Let’s try to create a Customer object and associate Order objects to it:

Customer customer = new Customer();
customer.setName("Name");
customer.setEmail("Email");

List orders=new ArrayList();
for(int i=0;i!=10;i++){
	Order order=new Order();
	order.setCustomer(customer);
	orders.add(order);
}
customer.setOrders(orders);
customerRepository.save(customer);

And let’s see the SQL result:

Hibernate: call next value for hibernate_sequence
Hibernate: call next value for hibernate_sequence
Hibernate: call next value for hibernate_sequence
Hibernate: call next value for hibernate_sequence
Hibernate: call next value for hibernate_sequence
Hibernate: call next value for hibernate_sequence
Hibernate: call next value for hibernate_sequence
Hibernate: call next value for hibernate_sequence
Hibernate: call next value for hibernate_sequence
Hibernate: call next value for hibernate_sequence
Hibernate: call next value for hibernate_sequence
Hibernate: insert into customers (email, name, id) values (?, ?, ?)
Hibernate: insert into orders (customer_id, id) values (?, ?)
Hibernate: insert into orders (customer_id, id) values (?, ?)
Hibernate: insert into orders (customer_id, id) values (?, ?)
Hibernate: insert into orders (customer_id, id) values (?, ?)
Hibernate: insert into orders (customer_id, id) values (?, ?)
Hibernate: insert into orders (customer_id, id) values (?, ?)
Hibernate: insert into orders (customer_id, id) values (?, ?)
Hibernate: insert into orders (customer_id, id) values (?, ?)
Hibernate: insert into orders (customer_id, id) values (?, ?)
Hibernate: insert into orders (customer_id, id) values (?, ?)

We see that JPA has been obtaining the ids of the objects to be inserted, inserts the Customer object and then inserts the Order objects in a sequence of inserts.

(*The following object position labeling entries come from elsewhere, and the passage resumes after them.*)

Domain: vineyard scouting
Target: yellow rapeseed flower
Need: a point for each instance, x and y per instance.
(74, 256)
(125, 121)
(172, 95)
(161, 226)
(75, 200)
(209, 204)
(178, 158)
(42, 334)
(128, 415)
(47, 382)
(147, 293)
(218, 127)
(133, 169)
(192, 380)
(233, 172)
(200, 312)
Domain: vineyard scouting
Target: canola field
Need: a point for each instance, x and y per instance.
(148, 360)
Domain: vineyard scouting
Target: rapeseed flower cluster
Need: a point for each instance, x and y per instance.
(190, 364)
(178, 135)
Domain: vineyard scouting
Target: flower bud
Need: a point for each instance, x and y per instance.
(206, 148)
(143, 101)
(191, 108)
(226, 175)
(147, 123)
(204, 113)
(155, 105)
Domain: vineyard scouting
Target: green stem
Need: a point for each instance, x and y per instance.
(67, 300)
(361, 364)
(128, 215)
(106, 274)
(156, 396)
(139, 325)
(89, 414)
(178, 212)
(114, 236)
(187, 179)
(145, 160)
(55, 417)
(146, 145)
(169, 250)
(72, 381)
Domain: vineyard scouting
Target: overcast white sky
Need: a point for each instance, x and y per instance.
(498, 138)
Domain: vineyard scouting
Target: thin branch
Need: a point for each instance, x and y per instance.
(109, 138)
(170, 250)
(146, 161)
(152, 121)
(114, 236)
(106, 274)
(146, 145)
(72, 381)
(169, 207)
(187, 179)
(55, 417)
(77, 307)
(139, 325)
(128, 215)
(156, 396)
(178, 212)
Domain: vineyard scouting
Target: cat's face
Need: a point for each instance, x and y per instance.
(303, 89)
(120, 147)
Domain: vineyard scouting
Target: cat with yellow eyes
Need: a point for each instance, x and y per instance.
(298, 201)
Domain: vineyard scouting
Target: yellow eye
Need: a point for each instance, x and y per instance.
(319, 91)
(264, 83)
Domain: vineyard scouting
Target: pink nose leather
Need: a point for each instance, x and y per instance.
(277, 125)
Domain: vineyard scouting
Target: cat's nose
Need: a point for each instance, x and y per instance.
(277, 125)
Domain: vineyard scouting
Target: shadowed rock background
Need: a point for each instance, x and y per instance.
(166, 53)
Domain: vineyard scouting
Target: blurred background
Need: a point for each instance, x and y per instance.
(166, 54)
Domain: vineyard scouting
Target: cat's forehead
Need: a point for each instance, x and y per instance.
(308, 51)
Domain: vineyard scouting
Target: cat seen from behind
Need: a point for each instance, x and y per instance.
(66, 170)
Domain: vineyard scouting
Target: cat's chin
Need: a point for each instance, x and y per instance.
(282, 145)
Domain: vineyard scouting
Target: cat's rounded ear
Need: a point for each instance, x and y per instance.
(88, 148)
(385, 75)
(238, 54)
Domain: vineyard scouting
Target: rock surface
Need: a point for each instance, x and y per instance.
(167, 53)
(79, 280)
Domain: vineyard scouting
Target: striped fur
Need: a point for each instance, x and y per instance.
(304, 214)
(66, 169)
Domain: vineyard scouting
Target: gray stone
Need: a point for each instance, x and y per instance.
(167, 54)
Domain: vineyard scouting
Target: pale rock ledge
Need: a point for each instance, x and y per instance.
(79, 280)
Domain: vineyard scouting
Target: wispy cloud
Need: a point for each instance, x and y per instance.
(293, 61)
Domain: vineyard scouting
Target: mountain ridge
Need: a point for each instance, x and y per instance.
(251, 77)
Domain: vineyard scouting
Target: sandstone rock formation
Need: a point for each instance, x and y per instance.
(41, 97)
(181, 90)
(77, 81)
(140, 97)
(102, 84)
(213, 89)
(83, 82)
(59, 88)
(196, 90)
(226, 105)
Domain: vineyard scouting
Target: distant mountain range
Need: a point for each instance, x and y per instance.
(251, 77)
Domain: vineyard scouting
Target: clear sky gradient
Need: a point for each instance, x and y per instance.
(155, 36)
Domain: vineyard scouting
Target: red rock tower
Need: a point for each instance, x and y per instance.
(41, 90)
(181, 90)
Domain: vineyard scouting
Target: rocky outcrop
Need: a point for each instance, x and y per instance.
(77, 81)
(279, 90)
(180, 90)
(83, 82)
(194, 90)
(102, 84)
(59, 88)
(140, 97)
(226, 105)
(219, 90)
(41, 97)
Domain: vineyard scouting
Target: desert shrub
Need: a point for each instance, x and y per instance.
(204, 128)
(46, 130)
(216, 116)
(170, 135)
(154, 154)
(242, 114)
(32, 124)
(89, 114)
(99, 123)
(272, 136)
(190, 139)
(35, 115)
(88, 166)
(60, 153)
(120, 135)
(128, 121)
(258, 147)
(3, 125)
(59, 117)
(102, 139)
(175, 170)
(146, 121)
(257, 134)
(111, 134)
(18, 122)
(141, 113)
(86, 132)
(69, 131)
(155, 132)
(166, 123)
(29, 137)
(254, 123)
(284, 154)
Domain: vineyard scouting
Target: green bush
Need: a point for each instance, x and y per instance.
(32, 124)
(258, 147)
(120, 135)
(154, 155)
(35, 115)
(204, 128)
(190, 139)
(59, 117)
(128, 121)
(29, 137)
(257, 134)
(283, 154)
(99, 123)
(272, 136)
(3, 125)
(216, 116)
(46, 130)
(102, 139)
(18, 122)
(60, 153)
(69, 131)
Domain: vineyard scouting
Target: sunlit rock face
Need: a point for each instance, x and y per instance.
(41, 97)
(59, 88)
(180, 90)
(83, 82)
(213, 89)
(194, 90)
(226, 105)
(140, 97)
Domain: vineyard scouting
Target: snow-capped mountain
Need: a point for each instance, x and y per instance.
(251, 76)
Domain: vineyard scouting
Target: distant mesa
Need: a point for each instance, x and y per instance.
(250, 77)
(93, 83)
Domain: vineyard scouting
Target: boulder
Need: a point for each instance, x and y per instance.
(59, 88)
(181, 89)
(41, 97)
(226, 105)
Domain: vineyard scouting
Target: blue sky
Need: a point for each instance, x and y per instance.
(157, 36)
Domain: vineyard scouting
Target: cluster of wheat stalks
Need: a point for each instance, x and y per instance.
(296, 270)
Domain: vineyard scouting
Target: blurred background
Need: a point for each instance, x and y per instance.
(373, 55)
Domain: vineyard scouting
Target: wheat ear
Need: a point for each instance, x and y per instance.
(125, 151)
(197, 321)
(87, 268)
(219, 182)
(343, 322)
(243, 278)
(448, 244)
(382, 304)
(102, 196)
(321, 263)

But… can it be done better? Well yes, it is possible by means of an old friend of the DBA that is the insert in batch, that with a single sentence you can insert multiple rows in the database, but that functionality is not available in JPA by default, it is necessary to indicate it explicitly to the implementation in this case, of hibernate, for example, with Spring we would indicate it in the application.properties.

spring.jpa.properties.hibernate.jdbc.batch_size=5
spring.jpa.properties.hibernate.order_inserts=true
spring.jpa.properties.hibernate.order_updates=true
spring.jpa.properties.hibernate.jdbc.batch_versioned_data=true

in the batch_size property we would indicate in blocks of how many entities would have to make the inserts, in this case, of blocks 5 in 5. With what we would remove unexpected surprises of slowness in multiple inserts.

Construction of SQL in code, hives.

Assume the following code:

StringBuilder sb=new StringBuilder("")
      .append("")
      .append("")
      .append("");
for(int i=0;i!=10;i++){
   sb.append("Hello paragraph "+i+"
");
}
sb.append("")
      .append("");

Has anyone noticed a vibration in the force, an outbreak of spidery sense or burning? If so, it is because we have two languages “Java” and “HTML” intimately mixed in the same code, so that changing something of the HTML implies modifying the Java source and what is worse, we are assuming that the Java developer knows HTML, which is at least an assumption ( The example is simple, but I know you understand me ).

Now let’s see an example of JPQL inside code:

List foundCustomer=em.createQuery(
"SELECT c from Customer c Where c.name like :name", Customer.class)
      .setParameter("name","Name")
      .getResultList();

Or to simplify:

@Query("SELECT c from Customer c where c.name=:name")
    List findCustomersByName(@Param("name") String name);

Why does this code produce less alarms, isn’t it the same case? We are mixing two languages, JPQL (or SQL if it were a native query) with Java and with exactly the same consequences, a Java programmer does not have to make excellent queries, and of course, embedding SQL code inside Java does not make it very comfortable for a DBA to parse them.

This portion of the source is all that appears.